A couple of weeks back I looked at the Kenyan stock exchange and how investing in it could have positive impacts on the economy in general.

According to a recent report by Safari Africa, Kenyans living abroad have recently shifted the use of cash sent home as remittances from the traditional consumption to heavily investing in NSE, Government security bounds and the real estate sector.
The opening up of investment opportunities to citizens by the Government plus the rapid growth and the revolution brought about by mobile money transfer is probably one the reasons for the increase in remittance inflow and more investments established in the country.

As a result, remittances have booked a second place among other main sources of foreign exchange in East Africa’s biggest economy, alongside tea, horticulture and tourism therefore playing a key role in our economy.

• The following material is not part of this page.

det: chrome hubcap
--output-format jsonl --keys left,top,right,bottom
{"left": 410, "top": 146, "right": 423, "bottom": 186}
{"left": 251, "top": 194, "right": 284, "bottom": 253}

Just a quick look at what the figures are currently looking like: Data from the Central Bank of Kenya (CBK) indicates that diaspora remittances hit about 50 billion shillings ($596 million) in the first six months of 2012 up from 34.14 billion shillings ($406. million) sent in a similar period in 2011 .This marks a 47 percent rise in the first six months of 2012.

This all thanks to governments’ aggressive campaign to encourage the Diaspora community to give back to the society by investing in government securities among other things

The campaign is also in a bid to tap remittance inflows in to the country into the formal economy where it’s easier to quantify and utilize for the nation’s good.

I think with such an  increase in remittances to the country, it is important for government to provide recipients with many options to put their money to change the idea that the money is only for consumption. It looks like there has been a gradual shift behind the reasoning behind sending money to Kenya. Initially the idea was just for survival and  day to to day sustenance of families back home in Kenya.  However now the the focus should start shifting to investment into the country’s economy and Infrastructure.

The only way remittances will truly make a difference in the long-term fortunes of Kenya is if these funds are directly channeled by their recipients towards investment or some form of income-generation.